For the more adventurous there are also ‘the boombox rehearsals’ which admittedly offer some curiosity value but which it is hard to imagine wanting to play often given their intrinsically rough ‘n’ ready nature. Fanatics will certainly enjoy the warts ‘n’ all ‘smells like teen spirit’ recorded as the band thrashed it out, while two gems in particular do stand out – the unreleased ‘verse chorus verse’ which sadly never made it to the album; and ‘old age’ which some may remember from Hole’s ‘my body the hand grenade’ rarities album, but overall the raw and broken quality of a tape recording impedes the desire for regular listening.
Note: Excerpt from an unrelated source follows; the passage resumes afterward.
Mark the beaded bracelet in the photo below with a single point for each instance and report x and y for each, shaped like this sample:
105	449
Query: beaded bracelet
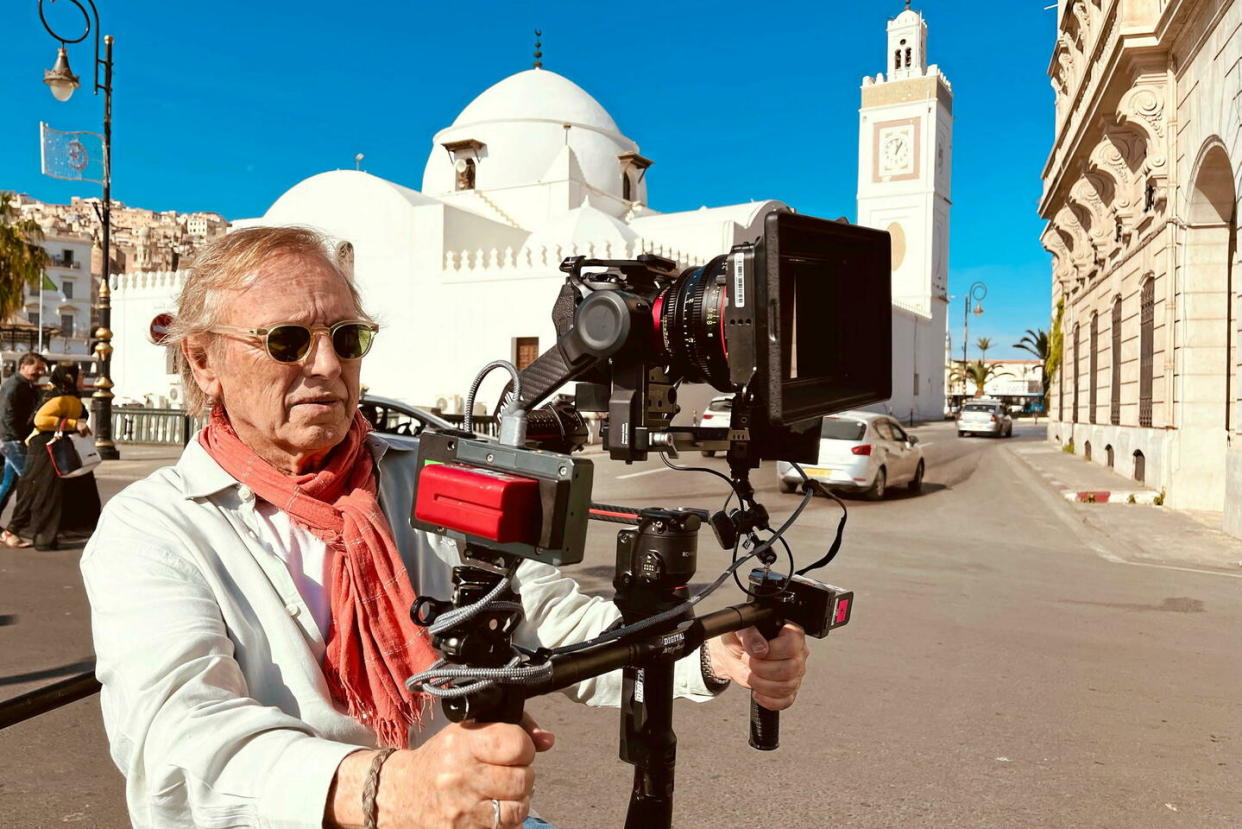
370	809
A couple of previously unreleased BBC sessions (‘drain you’ and an awesome ‘something in the way’) round things out and it’s hard to argue the generosity with which the package has been put together.

Overall I have to admit to having been reluctant to revisit territory I love so well, but the powers that be have actually put in a decent amount of effort; and while the debate will no doubt continue about the cynical nature of these ‘deluxe’ reissues, there is no doubting that fans of the band will be thrilled to hear the various extras that make up the package. There are, of course, other versions available: an ultra-deluxe package offers the 2 discs above as well as a third disc of pre-Andy Wallace mixes (‘the Devonshire mixes’) and a DVD of the legendary ‘live at Paramount’ concert (although happily this is available separately) along with all sorts of other gubbins, while a quadruple vinyl set offers the complete audio but no DVD. All in all you pays your money, you takes your choice, but for what it’s worth the double disc offers plenty for fans to get their teeth into and offers a fine chance to revisit an album you may well have taken a lengthy break from. A well thought out and undeniably enjoyable trip back to the nineties.